The part-sale of Royal Bank of Scotland’s private bank and wealth management business Coutts could be eased by its transition onto Avaloq’s banking software platform, according to an expert.

RBS is reportedly splitting Coutts’ UK-based domestic division from its international arm in Zurich, which will be sold at a valuation of around $1 billion (£590 million). Unnamed Asian and North American parties are said to have already bid for the business.

RBS has experienced difficulties in divesting parts of its business in the past due to its complex IT legacy estate. However, the sale of Coutts International, which also operates in Hong Kong, Singapore, Abu Dhabi and Dubai, could be smoothed by the completion of Coutts’ move onto Avaloq Banking Suite in 2012.

“It should certainly make it easier to split them out from RBS, as Coutts is on a self-contained platform distinct from everyone else within the bank,” said Ovum financial services technology analyst Rik Turner.

Coutts began the replacement of seven core systems in 2009, following a decade of underinvestment in its technology. The Avaloq software had been in use at its Zurich offices since 2008, having been deployed separately from the RBS Group IT platform. The Avaloq software was subsequently trialled at smaller private bank Adam & Co in 2011, replacing legacy applications ahead of a full role at Coutts & Co’s UK headquarters.

Avaloq has since been rolled out at the entire RBS Wealth division as its uniform core banking system.

As well as standardisation of legacy systems, the implementation allowed for much of the Coutts’ “heavy lifting” processes to be completed at its Zurich office, and meant that RBS could cut 500 operations and IT staff jobs across its Wealth division.

The implementation, which led to some customer complaints after an IT ‘glitch’ affected account processing as it went live, is believed to have cost in the region of £100 million.

The Avaloq implementation could mean that the bank - and any buyer - can avoid some of the challenges faced in previous IT separation, and could also make it attractive to a business which is already running on Avaloq Banking Suite.

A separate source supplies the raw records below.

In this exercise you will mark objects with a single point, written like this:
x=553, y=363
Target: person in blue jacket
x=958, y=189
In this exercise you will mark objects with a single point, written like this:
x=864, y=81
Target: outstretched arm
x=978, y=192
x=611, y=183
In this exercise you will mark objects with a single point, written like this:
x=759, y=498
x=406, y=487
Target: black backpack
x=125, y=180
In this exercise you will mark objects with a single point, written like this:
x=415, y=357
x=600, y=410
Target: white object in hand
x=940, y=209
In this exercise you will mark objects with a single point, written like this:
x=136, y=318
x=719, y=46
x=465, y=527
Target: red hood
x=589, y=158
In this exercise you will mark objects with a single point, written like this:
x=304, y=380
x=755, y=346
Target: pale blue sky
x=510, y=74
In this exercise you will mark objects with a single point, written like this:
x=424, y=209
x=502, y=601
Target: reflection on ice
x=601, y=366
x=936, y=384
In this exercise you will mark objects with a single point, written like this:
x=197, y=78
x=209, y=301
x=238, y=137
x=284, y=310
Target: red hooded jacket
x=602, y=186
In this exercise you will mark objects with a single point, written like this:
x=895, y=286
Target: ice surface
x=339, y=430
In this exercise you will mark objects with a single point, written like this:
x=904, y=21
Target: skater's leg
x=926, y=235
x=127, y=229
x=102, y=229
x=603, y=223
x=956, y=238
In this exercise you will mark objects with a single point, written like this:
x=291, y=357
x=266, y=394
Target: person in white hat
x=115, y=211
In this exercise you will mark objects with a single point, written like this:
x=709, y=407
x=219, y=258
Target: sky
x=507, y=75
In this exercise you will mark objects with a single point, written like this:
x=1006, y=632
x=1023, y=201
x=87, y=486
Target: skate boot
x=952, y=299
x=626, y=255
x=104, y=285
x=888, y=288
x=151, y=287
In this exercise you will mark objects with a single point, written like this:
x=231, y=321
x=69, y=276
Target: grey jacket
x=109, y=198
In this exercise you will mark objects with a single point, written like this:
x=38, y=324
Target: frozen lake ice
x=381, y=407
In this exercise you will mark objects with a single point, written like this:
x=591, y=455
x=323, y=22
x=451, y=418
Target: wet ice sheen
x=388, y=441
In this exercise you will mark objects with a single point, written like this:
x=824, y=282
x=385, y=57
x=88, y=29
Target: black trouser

The Swiss firm has a number of private banking clients, including HSBC Private Bank, Barclays Wealth, Banque Privee Espirito Santoand Japanese investment bank and brokerage Nomura, among others.

Ovum’s Turner said: “As for whether it would make them more attractive to other firms that are Avaloq customers, it would certainly make it an easier acquisition, in that the firms buying them would also have Avaloq skills and familiarity, even if the actual implementations in acquirer and acquired are pretty custom.

“An acquirer should also be able to call on Avaloq itself to help with the integration, though it would clearly need to pay some professional services fees for the work. Still, that could be factored into the overall cost.”

The proposed sale of Coutts is one of a number of divestments currently in process at RBS. It is continuing to split systems shared with insurance provider Direct Line, which has warned over the difficulties of transitioning from RBS' IT, and is reported to be spending £300 million on new infrastructure to support the sale of 314 branches to Williams & Glyn’s. Plans are also underway to segment part of its operations into a ‘bad bank’, which business secretary Vince Cable has warned could lead to extensive IT costs.

RBS has now completed the separation of Tesco Bank, but customers experienced problems accessing accounts as the bank switched from RBS systems onto a Fiserv core banking platform.

In order to reduce complexity, the bank is currently undergoing a wide-ranging project to overhaul and simplify its IT estate, including plans to reduce its core banking application estate from 50 down to 10 in the coming years, with the decommissioning of legacy software expected to continue until 2018.